La muerte de Bhutto es el tiro de gracia para una incipiente transición que arrancaba tambaleante y el broche sangriento a un año de riesgo creciente, marcado por el asalto a la Mezquita Roja y el estado de excepción decretado por Musharraf en noviembre. Quizá la presencia de Bhutto al frente del nuevo gobierno no hubiera sido suficiente para atajar las amenazas que se precipitan sobre una de las regiones más peligrosas del mundo. Sus experiencias anteriores (1988-1990 y 1993-1996) no rompieron la tónica de un Pakistán corrupto que cebaba al integrismo.

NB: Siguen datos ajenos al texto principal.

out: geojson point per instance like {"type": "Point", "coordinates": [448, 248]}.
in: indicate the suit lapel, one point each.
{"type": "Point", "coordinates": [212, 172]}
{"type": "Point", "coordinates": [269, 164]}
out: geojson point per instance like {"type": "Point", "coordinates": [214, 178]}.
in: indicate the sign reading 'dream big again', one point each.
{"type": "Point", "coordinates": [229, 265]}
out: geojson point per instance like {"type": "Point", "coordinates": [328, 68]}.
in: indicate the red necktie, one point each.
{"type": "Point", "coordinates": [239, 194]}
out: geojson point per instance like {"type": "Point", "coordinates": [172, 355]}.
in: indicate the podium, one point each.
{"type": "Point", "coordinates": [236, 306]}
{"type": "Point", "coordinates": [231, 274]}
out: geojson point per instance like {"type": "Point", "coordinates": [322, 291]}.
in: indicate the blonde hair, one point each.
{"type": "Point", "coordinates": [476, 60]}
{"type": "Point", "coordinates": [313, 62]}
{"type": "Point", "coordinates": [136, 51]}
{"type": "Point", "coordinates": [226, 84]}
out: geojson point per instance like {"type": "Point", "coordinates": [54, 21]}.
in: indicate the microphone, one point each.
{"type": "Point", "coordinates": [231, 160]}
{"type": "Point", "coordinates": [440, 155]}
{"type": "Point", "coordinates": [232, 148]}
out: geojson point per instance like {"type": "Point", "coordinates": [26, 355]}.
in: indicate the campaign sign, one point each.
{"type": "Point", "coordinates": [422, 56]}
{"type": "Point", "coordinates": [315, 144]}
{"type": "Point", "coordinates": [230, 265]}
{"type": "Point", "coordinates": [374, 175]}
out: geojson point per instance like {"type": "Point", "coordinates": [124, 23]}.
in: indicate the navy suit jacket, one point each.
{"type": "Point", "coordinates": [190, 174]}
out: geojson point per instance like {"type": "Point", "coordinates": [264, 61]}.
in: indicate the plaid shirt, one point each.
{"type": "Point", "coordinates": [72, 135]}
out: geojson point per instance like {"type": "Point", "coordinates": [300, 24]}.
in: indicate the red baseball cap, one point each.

Además, los actores implicados en los destinos del país son muchos y poderosos. Desde las tribus de las zonas que lindan con Afganistán y los elementos destacados de la red Al Qaeda, hasta las facciones más conservadoras e integristas del Ejército paquistaní. Todos ellos están muy interesados en desequilibrar o controlar el Gobierno de uno de los principales aliados de EE.UU., provisto de armamento nuclear. La historia reciente del país de los puros, como plataforma de entrenamiento y reclutamiento de mujahidin -primero contra la invasión soviética de Afganistán y más tarde contra la norteamericana- lo han convertido en el principal campo de batalla para acabar con la ideología asesina de Bin Laden y Al Zawahiri.

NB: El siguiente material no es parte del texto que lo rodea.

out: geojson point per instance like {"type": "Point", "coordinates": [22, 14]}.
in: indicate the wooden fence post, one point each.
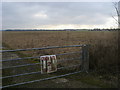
{"type": "Point", "coordinates": [85, 58]}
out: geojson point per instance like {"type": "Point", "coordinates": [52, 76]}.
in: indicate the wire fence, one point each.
{"type": "Point", "coordinates": [83, 58]}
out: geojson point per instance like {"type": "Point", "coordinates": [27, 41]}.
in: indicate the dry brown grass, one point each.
{"type": "Point", "coordinates": [103, 50]}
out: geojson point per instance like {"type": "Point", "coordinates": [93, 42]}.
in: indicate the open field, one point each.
{"type": "Point", "coordinates": [103, 47]}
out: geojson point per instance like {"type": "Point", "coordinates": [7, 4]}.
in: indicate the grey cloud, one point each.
{"type": "Point", "coordinates": [20, 15]}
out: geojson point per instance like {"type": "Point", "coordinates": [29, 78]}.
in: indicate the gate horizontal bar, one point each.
{"type": "Point", "coordinates": [38, 56]}
{"type": "Point", "coordinates": [51, 47]}
{"type": "Point", "coordinates": [34, 72]}
{"type": "Point", "coordinates": [36, 63]}
{"type": "Point", "coordinates": [41, 79]}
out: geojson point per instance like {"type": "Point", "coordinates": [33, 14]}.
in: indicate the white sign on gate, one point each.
{"type": "Point", "coordinates": [48, 64]}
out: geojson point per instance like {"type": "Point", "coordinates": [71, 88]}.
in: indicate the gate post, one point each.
{"type": "Point", "coordinates": [85, 58]}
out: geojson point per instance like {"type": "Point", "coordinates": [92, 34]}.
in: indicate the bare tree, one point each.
{"type": "Point", "coordinates": [117, 9]}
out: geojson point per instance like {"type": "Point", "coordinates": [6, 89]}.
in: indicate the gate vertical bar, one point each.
{"type": "Point", "coordinates": [85, 58]}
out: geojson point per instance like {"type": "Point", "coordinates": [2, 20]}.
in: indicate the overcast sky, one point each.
{"type": "Point", "coordinates": [57, 15]}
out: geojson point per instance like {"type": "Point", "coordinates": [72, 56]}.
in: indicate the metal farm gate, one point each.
{"type": "Point", "coordinates": [83, 66]}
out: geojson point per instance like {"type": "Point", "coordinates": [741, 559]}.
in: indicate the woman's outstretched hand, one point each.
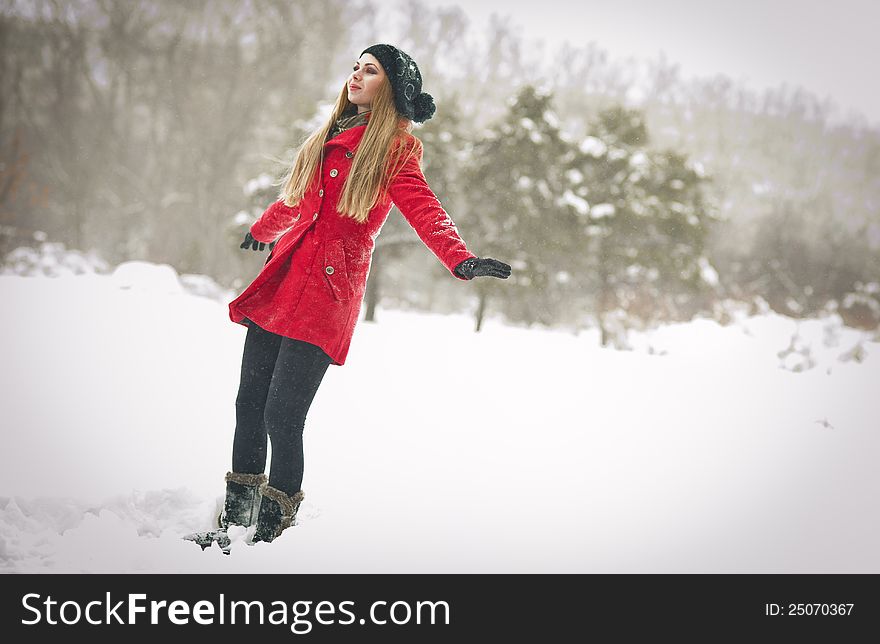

La situación actual hace pensar que los principales beneficiados son aquellos que trabajan por el caos. Aquellos a quienes interesa un Estado anárquico que ponga en alerta a la región y permita campar a sus anchas a los señores de la guerra y a los grupos terroristas, lo que supondría un enorme revés para la estrategia de seguridad de Estados Unidos, esté o no Bush en la Casa Blanca. Al margen de esta obviedad, el aplazamiento de las elecciones y su fecha definitiva decidirán si el general Pervez Musharraf y el Ejército consiguen sacar un rédito político del atentado. El estado de descontrol que ha arrasado las calles tras el asesinato puede ser empleado como argumento para limitar aún más las libertades e iniciar un nuevo estado de excepción. Sin embargo las calles, en pie de guerra desde la rebelión de los abogados, no se lo pondrán nada fácil. Los altercados de los últimos días han dejado cerca de medio centenar de muertos y los militares no saben como enfrentarse al futuro. El periodista David Rhode, de The New York Times, describió muy gráficamente la situación del general: "Pervez Musharraf, sentado más que nunca sobre un barril de pólvora". Siguiendo la metáfora, es como si, con el asesinato de Bhutto, el dictador se hubiese encendido un enorme puro.